Home > MorphCUDA

MorphCUDA

MorphCUDA is a project mainly written in C and C++, it's free.

GPU-accelerated image morphology written in C++/CUDA (100x faster than CPU!)

Binary Mask Morphology in C++ using CUDA

Ridiculously fast morphology and convolutions using an NVIDIA GPU!


Orig Author: Alan Reiner Date: 04 September, 2010 Email: [email protected]


This a BETA version of a complete morphological image processing library using CUDA. CUDA is an NVIDIA programming interfact for harnessing your NVIDIA graphics card to do computations (instead of just graphics). For problems that are highly parallelizable (like convolution or morphology) you can get speedups of several orders of magnitude.

For instance, to dilate a 4096x4096 mask with a 15x15 structuring elt, the CPU would take anywhere from 5 to 20 seconds. Using this library with an NVIDIA GTX 460, the operation takes less than 0.1 seconds! You can see nearly identical speed improvements with regular convolutions of ints or floats (this code is easily adapted to do regular convolutions).

To use this library, you will need the CUDA 3.1 toolkit, and you might have to move a few libraries into your linker path. And of course, you need a CUDA-enabled graphics card (Fermi recommended, others will prob work; more on that below).

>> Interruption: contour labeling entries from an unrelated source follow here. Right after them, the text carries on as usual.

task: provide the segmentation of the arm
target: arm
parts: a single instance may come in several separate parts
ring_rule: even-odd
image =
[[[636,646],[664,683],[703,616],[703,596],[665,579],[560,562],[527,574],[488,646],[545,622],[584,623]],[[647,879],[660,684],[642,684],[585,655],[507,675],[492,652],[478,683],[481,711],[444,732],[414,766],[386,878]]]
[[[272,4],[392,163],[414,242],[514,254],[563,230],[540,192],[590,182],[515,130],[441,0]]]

This library is designed to be used for performing a sequence of morph operations on a single image/mask. This is standard for morphological processing, but also keeping the memory on the device saves a lot of time. The saying at my workplace is, "Copying data in and out of the device is expensive; Computation is basically free!"

This isn't to say that the library can't be used for isolated morph operations (copy in, morph, copy out)... in fact, it shouldn't have any computational disadvantages compared to other libraries (besides kernel optimization design). However, this library uses objects we call "Morphological Workbenches" which may be non-intuitive at first, but it actually simplifies the process of applying dozens, hundreds or thousands of operations to a single image/mask.

I envision this library could be useful for GIMP plugins, or ATR systems. Just remember, CUDA is NOT open-source, and the licensing will not be favorable to OSS projects.


Supported Hardware:

This code was designed for NVIDIA devices of Compute Capability 2.0+ which is any NVIDIA GTX 4XX series card (Fermi). The code should compile and run on 1.X devices, but the code is not optimized for them so there may be a huge performance hit. Maybe not. (see note below about compiling for 1.X GPUs)

I believe NVIDIA 8800 GT is the earliest NVIDIA card that supports CUDA, and it would be Compute Capability 1.0.

CUDA was created by NVIDIA, for NVIDIA. It will not work ATI cards. If you want to take up GPU-programming on ATI, the only two options I know are OpenGL and OpenCL. However, the maturity of those programming interfaces are unclear (but at least such programs can be run on both NVIDIA and ATI)


Installing and running:

This directory should contain everything you need to compile the image convolution code, besides the CUDA 3.1 toolkit which can be downloaded from the following website:

  http://developer.nvidia.com/object/cuda_3_1_downloads.html

In addition to installing the toolkit, you might need to add libcutil.a and libshrutil.a to your LD path. In linux, it is sufficient to copy them to your /usr/local/cuda/lib[64] directory.

I personally work with space-separated files for images, because they are trivial to read and write from C++. Additionally, I use MATLAB to read/write these files too, which makes it easy create input for the CUDA code, and verify output.

There is no reason this code won't work on Windows, though I've never tried it.

I strongly urge anyone trying to learn CUDA to download the CUDA SDK. It contains endless examples of every CUDA feature in existence. Once you know what to do, you can get the syntax from there, which more often than not is very ugly.


To work with older NVIDIA cards (8800+ GT, 9XXX GT, GTX 2XX):

Open commom/common.mk and around line 150, uncomment the GENCODE_SM10 line, which enables dual-compilation for CUDA Compute Capability 1.X devices. The reason I commented this out is that 1.X devices don't support printf(), which is my main method for debugging. Therefore, leaving this line in the Makefile prevents the code from compiling when I'm attempting to debug.


Planned Updates

  • Need to modify the kernel functions (or invocations) to handle masks that have arbitrary dimensions. Currently, it is assumed that the input has dimensions that are multiples of 32.